I have a system that uses krb5p security for its NFS mounts. It seems to all work well except when the time is moved backwards (a few hours or so, not sure the exact threshold). When the clock is moved backwards the share then reports "No such file or directory" when trying to mount it (using autofs). Assumption is one of the encryption checks somewhere is checking for backwards time and just aborting, which would be sane default behavior.

I have a test case where client/server are the same machine, as well as some using separate computers, same results. All times are NTP synced. In this test case, the NTP server that everyone uses is being moved backwards.

I realize a bit of a strange test case, but this is a completely offline environment and the software is intended to handle any sort of strange input, like an operator not configuring NTP correctly (typo or something), and this is just testing that edge case.

As soon as I move the clocks back to the present or future, the shares start working again after a kdestroy/kinit cycle.

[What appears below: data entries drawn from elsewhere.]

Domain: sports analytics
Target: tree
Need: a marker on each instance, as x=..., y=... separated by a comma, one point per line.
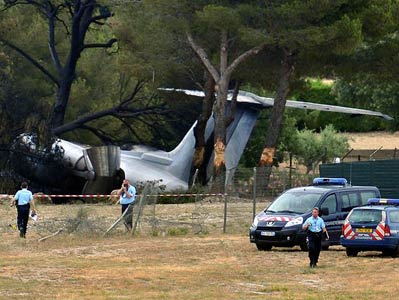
x=313, y=148
x=227, y=22
x=81, y=15
x=310, y=35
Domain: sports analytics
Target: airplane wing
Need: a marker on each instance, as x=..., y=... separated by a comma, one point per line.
x=268, y=102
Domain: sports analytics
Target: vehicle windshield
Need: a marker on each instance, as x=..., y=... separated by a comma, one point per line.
x=294, y=202
x=365, y=216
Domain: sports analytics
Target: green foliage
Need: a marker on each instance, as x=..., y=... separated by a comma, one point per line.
x=311, y=149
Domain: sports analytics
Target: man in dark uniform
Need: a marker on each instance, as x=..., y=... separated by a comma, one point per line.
x=315, y=227
x=23, y=200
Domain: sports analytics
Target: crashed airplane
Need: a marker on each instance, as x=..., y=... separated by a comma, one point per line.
x=93, y=170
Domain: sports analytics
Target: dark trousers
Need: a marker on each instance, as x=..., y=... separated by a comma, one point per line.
x=23, y=217
x=128, y=217
x=314, y=245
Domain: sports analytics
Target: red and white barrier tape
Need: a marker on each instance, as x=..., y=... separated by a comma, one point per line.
x=106, y=196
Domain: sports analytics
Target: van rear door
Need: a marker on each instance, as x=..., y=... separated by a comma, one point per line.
x=333, y=219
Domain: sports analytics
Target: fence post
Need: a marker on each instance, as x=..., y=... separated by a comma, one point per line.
x=254, y=195
x=225, y=196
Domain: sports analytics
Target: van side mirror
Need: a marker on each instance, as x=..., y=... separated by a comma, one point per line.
x=324, y=211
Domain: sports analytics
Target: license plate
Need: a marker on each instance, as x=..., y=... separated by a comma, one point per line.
x=364, y=230
x=267, y=233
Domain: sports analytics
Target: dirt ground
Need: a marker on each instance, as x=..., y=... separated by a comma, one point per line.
x=175, y=264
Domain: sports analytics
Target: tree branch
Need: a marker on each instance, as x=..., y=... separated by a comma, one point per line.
x=99, y=45
x=51, y=42
x=139, y=85
x=242, y=57
x=31, y=60
x=223, y=52
x=203, y=57
x=116, y=111
x=99, y=133
x=233, y=104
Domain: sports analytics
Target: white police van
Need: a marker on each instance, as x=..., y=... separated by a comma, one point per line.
x=280, y=224
x=374, y=227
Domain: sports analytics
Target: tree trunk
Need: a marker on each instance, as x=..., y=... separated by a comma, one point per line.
x=60, y=106
x=199, y=130
x=275, y=123
x=220, y=126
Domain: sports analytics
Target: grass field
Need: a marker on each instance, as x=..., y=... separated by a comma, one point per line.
x=210, y=265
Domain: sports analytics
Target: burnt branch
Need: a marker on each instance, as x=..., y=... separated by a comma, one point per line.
x=100, y=45
x=32, y=61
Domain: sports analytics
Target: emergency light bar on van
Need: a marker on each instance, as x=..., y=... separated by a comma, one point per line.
x=382, y=201
x=329, y=181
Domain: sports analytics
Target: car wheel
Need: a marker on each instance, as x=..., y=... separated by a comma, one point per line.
x=263, y=247
x=304, y=246
x=351, y=252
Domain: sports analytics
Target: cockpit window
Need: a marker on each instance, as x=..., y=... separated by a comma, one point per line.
x=295, y=202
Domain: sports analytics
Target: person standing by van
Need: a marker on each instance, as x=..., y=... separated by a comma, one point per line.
x=127, y=196
x=315, y=227
x=23, y=200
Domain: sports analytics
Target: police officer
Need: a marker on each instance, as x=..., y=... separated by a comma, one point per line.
x=315, y=227
x=127, y=196
x=23, y=200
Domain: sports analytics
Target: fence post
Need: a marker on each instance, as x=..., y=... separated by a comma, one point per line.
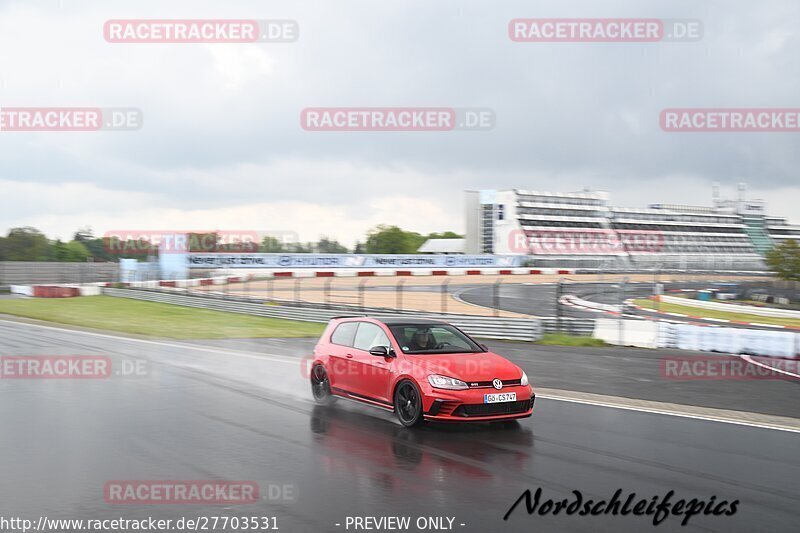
x=621, y=321
x=399, y=294
x=496, y=297
x=559, y=293
x=361, y=286
x=445, y=284
x=327, y=292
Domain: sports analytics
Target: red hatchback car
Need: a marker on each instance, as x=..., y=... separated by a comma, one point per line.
x=420, y=369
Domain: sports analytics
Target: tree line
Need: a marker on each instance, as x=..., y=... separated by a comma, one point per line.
x=30, y=244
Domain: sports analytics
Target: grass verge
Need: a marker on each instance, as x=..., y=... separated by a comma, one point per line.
x=562, y=339
x=713, y=313
x=155, y=319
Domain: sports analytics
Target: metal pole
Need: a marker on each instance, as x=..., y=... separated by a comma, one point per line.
x=622, y=310
x=559, y=292
x=496, y=297
x=328, y=293
x=361, y=294
x=399, y=294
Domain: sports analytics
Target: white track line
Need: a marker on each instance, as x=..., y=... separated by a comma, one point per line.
x=668, y=413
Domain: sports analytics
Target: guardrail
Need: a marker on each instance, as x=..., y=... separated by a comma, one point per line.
x=582, y=327
x=732, y=308
x=525, y=329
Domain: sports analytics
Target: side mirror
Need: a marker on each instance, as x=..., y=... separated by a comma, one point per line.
x=379, y=351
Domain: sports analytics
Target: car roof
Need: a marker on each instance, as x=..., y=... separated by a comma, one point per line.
x=396, y=320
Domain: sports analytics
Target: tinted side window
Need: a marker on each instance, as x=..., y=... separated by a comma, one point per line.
x=344, y=333
x=369, y=335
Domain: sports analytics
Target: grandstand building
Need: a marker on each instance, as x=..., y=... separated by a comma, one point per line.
x=583, y=230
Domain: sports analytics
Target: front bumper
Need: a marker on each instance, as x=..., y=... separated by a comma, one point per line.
x=468, y=406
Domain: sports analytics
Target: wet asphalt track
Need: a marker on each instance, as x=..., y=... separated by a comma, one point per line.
x=211, y=412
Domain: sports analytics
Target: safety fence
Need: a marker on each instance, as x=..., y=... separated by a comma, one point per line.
x=35, y=272
x=524, y=329
x=652, y=334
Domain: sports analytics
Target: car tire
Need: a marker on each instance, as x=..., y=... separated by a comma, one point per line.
x=321, y=385
x=408, y=404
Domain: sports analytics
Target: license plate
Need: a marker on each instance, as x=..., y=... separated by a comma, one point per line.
x=500, y=397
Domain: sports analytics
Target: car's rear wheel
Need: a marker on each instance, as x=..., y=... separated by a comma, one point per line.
x=321, y=385
x=408, y=404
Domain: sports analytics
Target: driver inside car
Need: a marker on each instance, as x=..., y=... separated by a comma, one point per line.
x=422, y=340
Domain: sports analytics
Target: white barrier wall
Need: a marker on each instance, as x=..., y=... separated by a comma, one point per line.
x=732, y=308
x=729, y=340
x=642, y=333
x=651, y=334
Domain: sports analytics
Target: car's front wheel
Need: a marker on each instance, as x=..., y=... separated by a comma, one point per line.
x=408, y=404
x=321, y=385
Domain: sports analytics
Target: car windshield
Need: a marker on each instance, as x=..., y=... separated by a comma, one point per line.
x=432, y=338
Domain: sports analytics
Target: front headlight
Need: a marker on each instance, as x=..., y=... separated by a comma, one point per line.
x=444, y=382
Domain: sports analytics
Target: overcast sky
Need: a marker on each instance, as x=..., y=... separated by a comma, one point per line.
x=222, y=147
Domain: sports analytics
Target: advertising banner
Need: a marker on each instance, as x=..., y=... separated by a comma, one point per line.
x=240, y=260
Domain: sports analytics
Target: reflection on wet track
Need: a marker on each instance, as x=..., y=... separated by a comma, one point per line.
x=207, y=413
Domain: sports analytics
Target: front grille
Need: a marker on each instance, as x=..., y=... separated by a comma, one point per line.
x=490, y=409
x=488, y=384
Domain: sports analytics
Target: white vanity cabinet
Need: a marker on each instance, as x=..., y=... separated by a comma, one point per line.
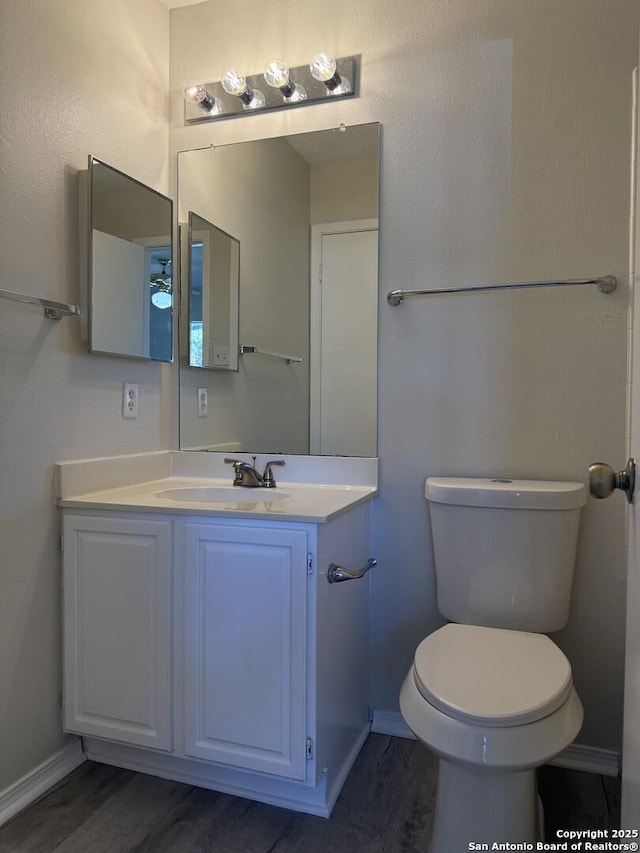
x=117, y=629
x=213, y=650
x=245, y=633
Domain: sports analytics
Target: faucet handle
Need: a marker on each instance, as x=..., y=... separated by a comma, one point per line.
x=268, y=480
x=237, y=464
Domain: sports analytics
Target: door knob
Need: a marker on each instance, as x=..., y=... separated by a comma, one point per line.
x=603, y=480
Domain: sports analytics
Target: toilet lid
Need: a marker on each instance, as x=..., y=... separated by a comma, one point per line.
x=491, y=676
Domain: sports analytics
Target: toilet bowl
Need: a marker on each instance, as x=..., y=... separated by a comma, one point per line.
x=493, y=705
x=489, y=693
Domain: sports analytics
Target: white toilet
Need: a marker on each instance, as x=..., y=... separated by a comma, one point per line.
x=489, y=693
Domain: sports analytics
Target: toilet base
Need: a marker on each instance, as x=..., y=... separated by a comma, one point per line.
x=483, y=805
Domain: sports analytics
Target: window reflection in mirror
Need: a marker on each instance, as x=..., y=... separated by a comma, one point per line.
x=304, y=209
x=129, y=266
x=213, y=284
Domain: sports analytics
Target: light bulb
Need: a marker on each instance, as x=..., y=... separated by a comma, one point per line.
x=235, y=84
x=198, y=93
x=161, y=299
x=276, y=74
x=323, y=68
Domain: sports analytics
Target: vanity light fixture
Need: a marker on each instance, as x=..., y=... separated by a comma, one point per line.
x=277, y=76
x=324, y=79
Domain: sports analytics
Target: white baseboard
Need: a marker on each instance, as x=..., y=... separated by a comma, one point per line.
x=589, y=759
x=37, y=782
x=391, y=723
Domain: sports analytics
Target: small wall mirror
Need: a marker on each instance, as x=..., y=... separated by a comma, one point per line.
x=213, y=285
x=130, y=261
x=304, y=211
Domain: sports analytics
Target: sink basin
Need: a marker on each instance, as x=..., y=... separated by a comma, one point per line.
x=222, y=494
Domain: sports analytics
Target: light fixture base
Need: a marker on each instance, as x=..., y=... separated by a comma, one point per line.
x=316, y=91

I have tried kdestroy with a new kinit, clearing the sssd cache, restarting the kadmin/k5rb-server services and full system reboots (which blows away /tmp) but nothing seems to take.

I have full control on the system, so I could "reinstall" something or wipe any configuration/data file, I just can't find where anything is stored to actually make kerberos or NFS forget it ever had a future time (assuming my theory is even right).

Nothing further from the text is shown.